A student prepared methanol in the laboratory by the addition of $266g$ of $CO$ and $60g$ of $H_2$, as shown below.
$CO\left(g\right)+H_2\left(g\right)\to C{H}_{3}OH\left(l\right)$
(a) Find out the limiting reagent.
(b) Calculate the amount of methanol produced and the amount of excess reactant remaining after the completion of the reaction.

Answer 1

$C{O}_{\left(g\right)}+{H_2}_{\left(g\right)}⟶{C{H}_{3}OH}_{\left(l\right)}$

$1$ $mole$ $CO$ reacts with $1$ $mole$ of $H_2$.

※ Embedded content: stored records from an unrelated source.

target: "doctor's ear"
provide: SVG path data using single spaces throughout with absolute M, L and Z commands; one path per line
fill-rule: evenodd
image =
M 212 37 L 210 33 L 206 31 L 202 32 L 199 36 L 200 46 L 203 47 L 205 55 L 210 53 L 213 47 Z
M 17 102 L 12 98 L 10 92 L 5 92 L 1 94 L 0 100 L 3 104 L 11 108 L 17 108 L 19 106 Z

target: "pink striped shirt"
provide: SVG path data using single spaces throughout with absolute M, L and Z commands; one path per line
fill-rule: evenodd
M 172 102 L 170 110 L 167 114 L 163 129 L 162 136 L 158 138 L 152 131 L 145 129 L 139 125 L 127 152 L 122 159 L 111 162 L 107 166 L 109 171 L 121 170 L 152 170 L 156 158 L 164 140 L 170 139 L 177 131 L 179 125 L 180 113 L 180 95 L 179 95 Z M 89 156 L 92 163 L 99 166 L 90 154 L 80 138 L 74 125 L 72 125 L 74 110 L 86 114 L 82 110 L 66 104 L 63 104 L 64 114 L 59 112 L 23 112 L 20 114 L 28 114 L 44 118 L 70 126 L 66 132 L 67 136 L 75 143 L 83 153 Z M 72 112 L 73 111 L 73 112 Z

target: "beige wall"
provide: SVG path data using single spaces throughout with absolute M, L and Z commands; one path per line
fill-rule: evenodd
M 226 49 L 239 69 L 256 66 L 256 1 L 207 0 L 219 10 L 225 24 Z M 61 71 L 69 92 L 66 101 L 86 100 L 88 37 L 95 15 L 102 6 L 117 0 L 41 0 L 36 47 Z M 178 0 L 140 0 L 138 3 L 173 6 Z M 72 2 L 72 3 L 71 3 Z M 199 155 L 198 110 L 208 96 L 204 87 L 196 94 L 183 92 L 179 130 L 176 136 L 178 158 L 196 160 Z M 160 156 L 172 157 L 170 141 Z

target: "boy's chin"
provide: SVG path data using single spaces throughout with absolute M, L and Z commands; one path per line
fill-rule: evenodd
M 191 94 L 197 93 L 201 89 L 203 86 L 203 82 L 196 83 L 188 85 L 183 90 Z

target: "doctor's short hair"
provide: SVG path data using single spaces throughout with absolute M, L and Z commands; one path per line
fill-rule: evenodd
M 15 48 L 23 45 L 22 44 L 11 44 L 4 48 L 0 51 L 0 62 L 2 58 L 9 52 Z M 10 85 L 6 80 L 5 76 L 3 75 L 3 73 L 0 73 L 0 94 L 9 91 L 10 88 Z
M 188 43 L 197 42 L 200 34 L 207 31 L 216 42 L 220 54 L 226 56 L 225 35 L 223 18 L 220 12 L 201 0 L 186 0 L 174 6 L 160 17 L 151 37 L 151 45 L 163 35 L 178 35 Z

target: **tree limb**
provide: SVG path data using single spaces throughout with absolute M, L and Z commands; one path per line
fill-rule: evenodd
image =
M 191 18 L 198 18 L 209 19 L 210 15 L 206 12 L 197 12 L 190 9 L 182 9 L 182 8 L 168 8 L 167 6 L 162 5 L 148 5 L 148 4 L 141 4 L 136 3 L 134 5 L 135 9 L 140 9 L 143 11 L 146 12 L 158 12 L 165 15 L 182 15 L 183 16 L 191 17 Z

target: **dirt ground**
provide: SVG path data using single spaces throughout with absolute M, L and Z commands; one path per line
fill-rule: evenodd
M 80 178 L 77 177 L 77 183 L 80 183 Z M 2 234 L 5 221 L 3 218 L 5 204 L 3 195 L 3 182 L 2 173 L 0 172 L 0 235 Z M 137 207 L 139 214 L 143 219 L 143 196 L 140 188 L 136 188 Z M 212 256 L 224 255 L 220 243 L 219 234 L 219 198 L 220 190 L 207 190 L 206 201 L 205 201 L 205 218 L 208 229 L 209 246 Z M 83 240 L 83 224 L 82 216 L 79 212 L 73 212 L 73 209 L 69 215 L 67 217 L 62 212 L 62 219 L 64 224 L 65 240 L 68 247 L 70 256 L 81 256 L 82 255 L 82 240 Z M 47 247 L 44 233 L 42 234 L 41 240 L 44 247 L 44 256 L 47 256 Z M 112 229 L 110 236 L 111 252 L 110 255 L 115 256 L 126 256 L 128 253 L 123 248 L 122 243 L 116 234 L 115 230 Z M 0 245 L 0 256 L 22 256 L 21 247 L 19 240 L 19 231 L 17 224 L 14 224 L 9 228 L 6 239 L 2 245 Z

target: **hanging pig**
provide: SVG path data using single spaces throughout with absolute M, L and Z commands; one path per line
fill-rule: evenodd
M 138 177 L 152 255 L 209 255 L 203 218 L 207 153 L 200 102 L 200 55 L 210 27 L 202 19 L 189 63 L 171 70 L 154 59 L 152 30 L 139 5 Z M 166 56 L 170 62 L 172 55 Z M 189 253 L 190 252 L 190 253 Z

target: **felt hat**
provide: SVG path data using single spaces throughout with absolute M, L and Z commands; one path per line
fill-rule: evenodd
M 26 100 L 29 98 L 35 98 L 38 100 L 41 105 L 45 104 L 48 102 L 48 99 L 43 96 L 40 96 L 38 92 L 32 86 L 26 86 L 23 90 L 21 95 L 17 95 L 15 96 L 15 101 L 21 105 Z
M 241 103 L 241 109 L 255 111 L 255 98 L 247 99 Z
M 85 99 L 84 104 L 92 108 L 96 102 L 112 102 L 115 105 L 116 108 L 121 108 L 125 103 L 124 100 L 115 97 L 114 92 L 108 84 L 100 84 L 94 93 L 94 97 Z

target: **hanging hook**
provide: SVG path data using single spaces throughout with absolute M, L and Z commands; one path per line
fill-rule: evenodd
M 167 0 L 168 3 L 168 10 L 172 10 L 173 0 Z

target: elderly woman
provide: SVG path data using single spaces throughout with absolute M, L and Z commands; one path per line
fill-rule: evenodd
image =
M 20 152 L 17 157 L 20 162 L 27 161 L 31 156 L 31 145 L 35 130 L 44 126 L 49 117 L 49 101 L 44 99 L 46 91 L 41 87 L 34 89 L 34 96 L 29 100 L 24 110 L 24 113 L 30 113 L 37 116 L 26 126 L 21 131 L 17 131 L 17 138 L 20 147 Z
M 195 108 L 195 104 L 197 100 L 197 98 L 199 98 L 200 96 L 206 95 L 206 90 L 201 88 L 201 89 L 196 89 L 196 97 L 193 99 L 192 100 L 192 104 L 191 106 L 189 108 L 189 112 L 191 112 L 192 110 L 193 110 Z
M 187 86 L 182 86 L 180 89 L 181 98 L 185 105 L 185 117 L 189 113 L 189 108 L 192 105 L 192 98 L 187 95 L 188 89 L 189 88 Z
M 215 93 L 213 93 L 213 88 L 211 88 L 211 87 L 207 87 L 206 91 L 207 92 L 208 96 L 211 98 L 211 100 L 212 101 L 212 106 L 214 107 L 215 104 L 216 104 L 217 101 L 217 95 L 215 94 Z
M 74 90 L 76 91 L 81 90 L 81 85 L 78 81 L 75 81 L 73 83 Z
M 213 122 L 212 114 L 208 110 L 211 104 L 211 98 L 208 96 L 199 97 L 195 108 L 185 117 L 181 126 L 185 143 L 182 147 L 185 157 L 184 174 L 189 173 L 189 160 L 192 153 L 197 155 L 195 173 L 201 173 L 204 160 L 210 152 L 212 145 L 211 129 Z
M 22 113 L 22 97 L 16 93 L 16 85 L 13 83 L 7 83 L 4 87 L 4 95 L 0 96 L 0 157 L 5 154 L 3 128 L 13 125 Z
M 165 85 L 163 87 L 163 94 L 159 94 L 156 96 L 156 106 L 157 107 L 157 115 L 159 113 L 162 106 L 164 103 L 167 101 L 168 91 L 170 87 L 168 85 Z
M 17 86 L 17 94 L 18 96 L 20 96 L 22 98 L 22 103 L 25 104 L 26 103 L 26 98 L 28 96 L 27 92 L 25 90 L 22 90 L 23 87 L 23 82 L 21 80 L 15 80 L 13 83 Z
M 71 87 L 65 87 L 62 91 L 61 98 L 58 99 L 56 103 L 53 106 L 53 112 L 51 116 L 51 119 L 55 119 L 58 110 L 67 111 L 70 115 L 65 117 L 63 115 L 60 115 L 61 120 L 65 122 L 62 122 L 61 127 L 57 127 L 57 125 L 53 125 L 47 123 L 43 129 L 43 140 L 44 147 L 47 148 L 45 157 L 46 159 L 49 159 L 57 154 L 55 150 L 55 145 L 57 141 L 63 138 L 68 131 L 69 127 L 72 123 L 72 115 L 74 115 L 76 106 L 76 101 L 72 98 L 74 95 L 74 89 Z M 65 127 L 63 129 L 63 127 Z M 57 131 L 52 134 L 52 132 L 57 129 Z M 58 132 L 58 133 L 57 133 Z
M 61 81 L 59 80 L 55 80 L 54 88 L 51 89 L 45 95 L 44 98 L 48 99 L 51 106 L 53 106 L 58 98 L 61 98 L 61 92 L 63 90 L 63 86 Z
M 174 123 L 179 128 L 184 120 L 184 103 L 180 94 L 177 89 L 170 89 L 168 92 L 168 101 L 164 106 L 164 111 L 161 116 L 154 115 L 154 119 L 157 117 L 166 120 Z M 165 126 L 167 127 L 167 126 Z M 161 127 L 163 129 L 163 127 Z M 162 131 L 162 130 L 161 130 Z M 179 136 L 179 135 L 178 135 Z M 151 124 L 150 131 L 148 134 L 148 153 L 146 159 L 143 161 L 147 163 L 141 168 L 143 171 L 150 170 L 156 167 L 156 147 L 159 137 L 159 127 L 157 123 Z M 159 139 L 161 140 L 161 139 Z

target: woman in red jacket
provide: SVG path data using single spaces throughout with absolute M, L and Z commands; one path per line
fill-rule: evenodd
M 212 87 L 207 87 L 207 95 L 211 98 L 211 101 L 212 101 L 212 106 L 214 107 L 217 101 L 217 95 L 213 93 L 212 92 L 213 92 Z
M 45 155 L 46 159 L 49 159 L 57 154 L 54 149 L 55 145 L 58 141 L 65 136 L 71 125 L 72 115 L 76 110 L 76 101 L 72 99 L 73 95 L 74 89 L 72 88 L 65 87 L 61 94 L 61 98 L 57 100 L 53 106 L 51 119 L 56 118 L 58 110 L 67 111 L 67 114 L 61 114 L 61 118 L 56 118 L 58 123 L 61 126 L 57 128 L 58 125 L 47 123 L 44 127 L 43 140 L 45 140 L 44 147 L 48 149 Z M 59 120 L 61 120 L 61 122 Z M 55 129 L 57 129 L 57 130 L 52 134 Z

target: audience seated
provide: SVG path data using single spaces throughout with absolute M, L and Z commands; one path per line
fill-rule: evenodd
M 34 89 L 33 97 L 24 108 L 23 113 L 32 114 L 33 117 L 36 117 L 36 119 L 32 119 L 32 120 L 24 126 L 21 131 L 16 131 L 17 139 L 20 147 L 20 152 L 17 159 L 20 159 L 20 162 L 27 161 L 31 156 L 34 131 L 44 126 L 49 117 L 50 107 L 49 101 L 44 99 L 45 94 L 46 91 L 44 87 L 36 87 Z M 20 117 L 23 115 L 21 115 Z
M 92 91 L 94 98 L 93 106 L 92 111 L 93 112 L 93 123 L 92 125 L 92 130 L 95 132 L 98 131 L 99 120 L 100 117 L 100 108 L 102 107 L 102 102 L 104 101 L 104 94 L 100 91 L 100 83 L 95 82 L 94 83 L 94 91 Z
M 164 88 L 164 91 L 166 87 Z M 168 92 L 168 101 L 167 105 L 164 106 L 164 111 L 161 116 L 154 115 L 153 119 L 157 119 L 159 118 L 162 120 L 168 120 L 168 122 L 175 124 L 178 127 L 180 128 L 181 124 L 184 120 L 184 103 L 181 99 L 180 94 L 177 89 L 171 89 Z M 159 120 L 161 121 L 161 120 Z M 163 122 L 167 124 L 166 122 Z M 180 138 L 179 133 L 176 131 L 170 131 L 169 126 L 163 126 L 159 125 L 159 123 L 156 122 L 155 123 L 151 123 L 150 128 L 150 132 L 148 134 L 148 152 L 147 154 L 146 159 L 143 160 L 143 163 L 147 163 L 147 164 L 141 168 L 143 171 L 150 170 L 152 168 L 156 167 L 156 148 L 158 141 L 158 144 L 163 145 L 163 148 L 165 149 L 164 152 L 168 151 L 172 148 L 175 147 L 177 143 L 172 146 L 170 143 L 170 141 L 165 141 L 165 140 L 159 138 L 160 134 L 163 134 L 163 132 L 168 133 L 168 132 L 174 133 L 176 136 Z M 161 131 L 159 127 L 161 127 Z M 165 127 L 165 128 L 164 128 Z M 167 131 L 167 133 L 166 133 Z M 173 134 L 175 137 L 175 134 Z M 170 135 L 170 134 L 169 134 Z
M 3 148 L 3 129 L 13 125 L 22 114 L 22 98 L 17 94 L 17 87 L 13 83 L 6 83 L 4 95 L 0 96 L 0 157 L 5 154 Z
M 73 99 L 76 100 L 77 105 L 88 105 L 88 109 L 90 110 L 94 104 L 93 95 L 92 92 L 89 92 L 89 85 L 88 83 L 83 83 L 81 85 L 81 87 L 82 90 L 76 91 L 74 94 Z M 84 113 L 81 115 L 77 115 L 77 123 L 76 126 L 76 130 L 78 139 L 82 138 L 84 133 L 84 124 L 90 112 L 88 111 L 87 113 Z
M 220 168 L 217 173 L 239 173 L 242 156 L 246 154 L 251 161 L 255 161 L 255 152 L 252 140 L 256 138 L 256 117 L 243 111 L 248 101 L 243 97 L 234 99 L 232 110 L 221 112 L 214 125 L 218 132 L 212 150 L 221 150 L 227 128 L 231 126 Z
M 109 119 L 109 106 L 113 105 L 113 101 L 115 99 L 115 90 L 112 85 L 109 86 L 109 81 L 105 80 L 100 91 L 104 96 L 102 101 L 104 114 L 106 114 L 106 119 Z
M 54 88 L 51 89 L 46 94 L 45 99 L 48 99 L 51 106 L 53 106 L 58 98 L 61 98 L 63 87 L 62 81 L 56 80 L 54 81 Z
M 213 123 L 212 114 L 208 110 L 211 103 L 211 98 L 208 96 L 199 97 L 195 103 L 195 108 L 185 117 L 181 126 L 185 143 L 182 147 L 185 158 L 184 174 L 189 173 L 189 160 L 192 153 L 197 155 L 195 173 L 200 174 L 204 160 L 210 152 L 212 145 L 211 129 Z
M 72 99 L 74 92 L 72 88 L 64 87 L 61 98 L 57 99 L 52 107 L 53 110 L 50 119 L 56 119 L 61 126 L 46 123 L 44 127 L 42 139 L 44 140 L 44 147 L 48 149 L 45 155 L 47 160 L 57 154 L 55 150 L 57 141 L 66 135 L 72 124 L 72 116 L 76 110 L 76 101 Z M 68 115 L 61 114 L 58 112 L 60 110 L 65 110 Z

$\therefore 28$ $g$ $CO$ reacts with $2$ $g$ of $H_2$

$\therefore 266$ $g$ $CO$ reacts with $\frac{266\times 2}{28}=19$ $g$ of $H_2$

But $60$ $g$ $H_2$ is present.

Therefore, $CO$ is the limiting reagent.

$\therefore H_2$ left $=60-19=41$ $g$

Moles of $CO$ related $=$ Moles of $C{H}_{3}OH$ formed.

$\therefore$ Amount of method produced $=32\times \frac{266}{28}=304$ $g$